ISPN-5329 Reduce number of allocations #3342

rvansa · 2015-03-26T08:33:53Z

I have analyzed allocations during put() (into local cache) and removed some of the low-hanging fruits. Some of those could be already handled by escape analysis, but most of them cannot, IMO. Though, the difference between performance before and after was within the margin of error of the benchmark.

You can find both the benchmark and Byteman tooling for analysis at https://github.com/rvansa/benchmarks/tree/master/ispntest

galderz · 2015-03-26T11:43:42Z

Looking into this... do you have some numbers/data to compare what allocation rates were like before the fix and after?

rvansa · 2015-03-26T11:47:39Z

@galderz I have attached those data to JIRA https://issues.jboss.org/browse/ISPN-5329 - I'll yet add the rates before the PR.

wburns · 2015-03-26T12:28:48Z

core/src/main/java/org/infinispan/util/concurrent/locks/OwnableReentrantLock.java

@@ -40,6 +42,7 @@ protected final Object currentRequestor() {
   }

   private void setCurrentRequestor(Object requestor) {
+      assert requestorOnStack.get() == null;


afaik We don't enable runtime assertions.

During tests, assertions are enabled. Of course, in production this would not be called (and that's the idea!)

I was unaware that we enabled them on tests. But this still seems like maybe we should be throwing an IllegalStateException if this occurs ?

I don't think this can really happen, and I don't want to read ThreadLocal when I don't have to. Assert does not hurt.

But assert does hurt, if it slows down the test suite :)

I'd remove the assert altogether, and maybe add a TL leak test for OwnableReentrantLock. The TL is only used internally, so there's no point to check it every single time.

I see some other potential optimizations here:

Only set/unset the TL in lock(Object) if the CAS operation fails.

unlock(Object) shouldn't need the TL at all.

And a possible problem: lockInterruptibly() tryLock() should throw an UnsupportedOperationException, because they can't set the owner.

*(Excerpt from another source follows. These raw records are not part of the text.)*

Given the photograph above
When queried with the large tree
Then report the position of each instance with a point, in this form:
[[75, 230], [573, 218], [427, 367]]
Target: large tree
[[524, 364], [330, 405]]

rvansa · 2015-03-26T12:53:42Z

Updated JIRA with pre and post allocation data.

wburns · 2015-03-26T12:55:39Z

...main/java/org/infinispan/util/concurrent/locks/containers/AbstractPerEntryLockContainer.java

@@ -137,4 +114,36 @@ public String toString() {
            "locks=" + locks +
            '}';
   }
+
+   private class Locker implements EquivalentConcurrentHashMapV8.BiFun<Object, L, L> {


Does this really help with allocation rates ? I am more curious for myself.

I could not get results precise enough to be able to compare these two implementations - in my benchmarks, Infinispan was sometimes suddenly faster for a brief period of time without any obvious reason, spoiling the results.
However, by merging the function and value returned by reference, you allocate only one object instead of two. I can't tell whether this would be eliminated by compiler anyway.

rvansa · 2015-03-31T08:46:05Z

@wburns @pruivo Updated PR

pruivo · 2015-03-31T09:40:27Z

commons/src/main/java/org/infinispan/commons/collections/MiniSet.java

+            if (holder == null) throw new IllegalArgumentException();
+            type = Type.SINGLE;
+        } else if (entries.length < ARRAY_SIZE) {
+            Object[] array = new Object[ARRAY_SIZE];


why not using add()? like

holder = new Object[ARRAY_SIZE]; type = Type.ARRAY; for (T entry : entries) add(entry);

the code will be simplified and the performance would be the same. WDYT?

you could use the same thing for collection constructor and use addAll()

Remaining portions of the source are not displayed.